Miami

County Fixing Bad Conditions at Miami Beach Housing Complex

Conditions considered a health emergency at a Miami Beach affordable housing complex have become so deplorable for residents that the county is intervening to fix them, saying it cannot go on any longer.

For a complex located near Collins Avenue and 79th Street, the roof is falling apart and bugs are biting residents. Both the Miami Dade Housing Authority and non-profit agency Miami Beach Community Development Corporation -- both of which operate these units -- say conditions are completely unacceptable.

The non-profit says it can fix it, but the county says time has run out and that they are taking over.

"Out of nowhere, I literally came home, and it was full of like the dust and the whole ceiling was on the floor, and it all collapsed here in the kitchen," said medical worker Dulce Gutierrez, who lives in the building with her daughter.

Images taken in September show parts of the ceiling scattered on the floor.  Now, only half of the building is occupied — the other tenants are gone. Gutierrez says there are mold and insects everywhere.

"We’re getting bit," she said. "(My daughter) is bit all over from these gnats. We’ve gotten sick a lot."

The attorney for the Miami Beach Community Development Corporation told NBC 6 their new management has plans to fix this and other units, but the county says that time has come and gone.

"Unbelievable and not acceptable," Miami Dade Housing director Michael Liu said when asked of his reaction when he first saw the conditions.

According to Liu, there has been a decade of mismanagement by the development association that runs 341 units. The county says two of their Miami Beach properties are already in default — the taxpayers owed $120,000 from one building.

"The organization, which is the poor manager and the bad management right now, and we hope that they see fit that the way to go — rather than try to fight us and be stubborn about it — to agree to work with us," Liu said.

The owners even broke their agreements with tenants to provide affordable housing, Liu said.

"Back in 2017, without telling us, and contrary to the agreement that they have with us, they told the people (to) move out because we want to convert these properties to market rate rents at $1,300 and $1,900 dollars a month," Liu said.

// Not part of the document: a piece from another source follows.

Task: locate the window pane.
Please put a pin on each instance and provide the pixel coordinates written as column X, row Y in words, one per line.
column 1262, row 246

That huge increase forced some out, but Gutierrez is one tenant who stayed —ignoring an eviction order — with no other $600 a month units around.

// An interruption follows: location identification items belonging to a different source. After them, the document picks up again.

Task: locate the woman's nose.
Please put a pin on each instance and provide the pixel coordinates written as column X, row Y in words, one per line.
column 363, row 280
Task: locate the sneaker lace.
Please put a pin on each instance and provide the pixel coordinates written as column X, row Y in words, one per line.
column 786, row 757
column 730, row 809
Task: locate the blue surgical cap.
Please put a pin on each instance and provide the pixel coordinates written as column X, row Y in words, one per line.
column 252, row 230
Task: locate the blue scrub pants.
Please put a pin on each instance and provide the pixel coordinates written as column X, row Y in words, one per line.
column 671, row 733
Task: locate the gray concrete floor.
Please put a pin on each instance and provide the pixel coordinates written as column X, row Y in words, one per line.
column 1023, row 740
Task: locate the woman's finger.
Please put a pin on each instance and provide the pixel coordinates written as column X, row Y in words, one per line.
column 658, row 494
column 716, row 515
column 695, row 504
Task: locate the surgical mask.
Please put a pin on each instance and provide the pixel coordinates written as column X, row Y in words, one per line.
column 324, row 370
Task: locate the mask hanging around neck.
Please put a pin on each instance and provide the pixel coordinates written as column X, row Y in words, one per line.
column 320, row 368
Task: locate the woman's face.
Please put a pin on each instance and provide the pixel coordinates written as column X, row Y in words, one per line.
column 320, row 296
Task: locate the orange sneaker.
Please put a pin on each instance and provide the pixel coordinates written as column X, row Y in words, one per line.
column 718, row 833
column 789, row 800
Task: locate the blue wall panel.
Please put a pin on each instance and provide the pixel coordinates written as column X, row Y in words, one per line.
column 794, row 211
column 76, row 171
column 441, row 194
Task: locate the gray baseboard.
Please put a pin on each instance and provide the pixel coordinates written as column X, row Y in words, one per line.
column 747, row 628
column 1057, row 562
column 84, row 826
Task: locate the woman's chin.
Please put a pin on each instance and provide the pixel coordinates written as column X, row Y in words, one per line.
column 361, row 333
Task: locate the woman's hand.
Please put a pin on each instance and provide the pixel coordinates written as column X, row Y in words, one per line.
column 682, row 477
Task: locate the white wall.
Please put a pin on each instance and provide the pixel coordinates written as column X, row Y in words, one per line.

"Even looking for an apartment, they ask for first last and security," she said. "That’s hard to come up with ... when you’re working paycheck to paycheck."

The owners say they are rescinding any effort to evict Gutierrez or to increase rents.

The board of directors of the Miami Beach Community Development Corporation sent the following statement through its attorney:

"MBCDC is closing on financing which will provide funds to repair the roof and other needed repairs at the Crespi Apartments. There have been recent staffing changes at the CDC and the Board is actively addressing the County’s concerns. MBCDC is committed to providing safe and decent housing to its tenants."

The attorney for the property owners says the county delivered the payout amount on its original loan and that has held up its financing to get this resolved.

The county hired a property management company and sent inspectors out to the apartments on Thursday.

Liu made it clear to NBC 6 that this trouble is going to end and the county is not going to let anyone live like this.